Investigations should then be undertaken and answering questions such as “what happened on January 3?’, “how can we reverse this drop?” would be crucial. Another great aspect here is that time periods can be seamlessly compared, as shown below.
Comparing time periods like this is a quick and effective way to gauge progression over time.
Understanding where your traffic is coming from is also a good piece of information to know. If you know where your audience is coming from, you can then tailor actions to those sources to potentially bring a lot more traffic to your site. This can be found under Acquisition > All Traffic > Sources/Medium.
For example, google analytics provides a break-down of the traffic coming to your site by website. Sometimes, spam sites may be a top contributor; this will indicate your site is receiving illegitimate traffic (this can then be blocked, to further break-down legitimate traffic).
If, for example, 20% of your web traffic is from Facebook clicked links, you have a very receptive audience on Facebook and should be publishing more content there. If 3% of traffic is from Twitter, it is perhaps not the best channel for your content, and investigating this stream would be beneficial.
If 60% of your traffic is from google, you probably have good search engine optimisation (SEO). If 2% is from google, you probably need to improve your site’s SEO. The mediums that google analytics shows can give you a good feel about what media is suitable for your content or demographic. Effort can then be increased or decreased in different streams to benefit your audience.
This portion of google analytics is about understanding what pages are performing, and what pages aren’t. This information is found under Behaviour > Site Content > All Pages.
For example, if a blog on your website has 10000 views for the month, but your homepage has 3000 then it’s obvious that users are being directly linked to that blog and not routed through the homepage.
It would be recommended to then look into the sources of traffic for the blog, and perhaps try and replicate it for the website landing page. By looking at the higher viewed or longest stayed pages on your site, you can better understand your audience’s interests.

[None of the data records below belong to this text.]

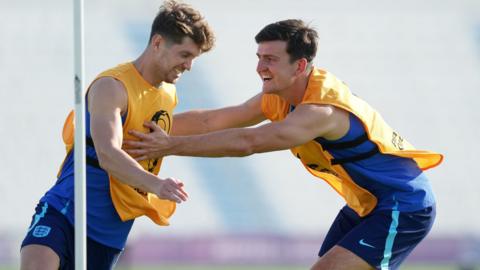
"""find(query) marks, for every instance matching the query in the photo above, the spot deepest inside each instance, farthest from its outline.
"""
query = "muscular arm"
(107, 100)
(304, 124)
(204, 121)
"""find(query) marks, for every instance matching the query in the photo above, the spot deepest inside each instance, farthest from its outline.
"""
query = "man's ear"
(156, 41)
(302, 65)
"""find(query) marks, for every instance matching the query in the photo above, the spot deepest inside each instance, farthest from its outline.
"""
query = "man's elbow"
(106, 159)
(249, 145)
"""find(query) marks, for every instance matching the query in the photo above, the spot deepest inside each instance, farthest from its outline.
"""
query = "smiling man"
(119, 189)
(337, 136)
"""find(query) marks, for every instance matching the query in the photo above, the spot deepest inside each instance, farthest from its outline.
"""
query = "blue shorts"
(383, 239)
(51, 228)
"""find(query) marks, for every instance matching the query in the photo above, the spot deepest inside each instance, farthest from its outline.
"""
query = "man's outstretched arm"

If a blog post has 5000 views on puppies but only 500 on kittens, your next blog post should likely be about dogs and not cats. There might be trends in the most popular pages on your site that you can exploit for your next content piece.
The example image above demonstrates that the most popular website traffic is contact-oriented. While various blog posts also somewhat popular, the audience for this site is interested largely in contact information of the organisation (contact, people, services)
With this knowledge, future content that will appeal to your audience can be made. In this case, ensuring all essential contact information is up to date and available on site is important.
Google analytics is not something to ignore. It’s a powerful tool that can reveal lots of information about not only your site but the people coming to your site and how they got there. This information can be used to help make better, more relevant content for a more satisfied audience. While google analytics is a very nuanced and detailed tool, these three examples just scratch the surface at how you can use it to better understand your audience.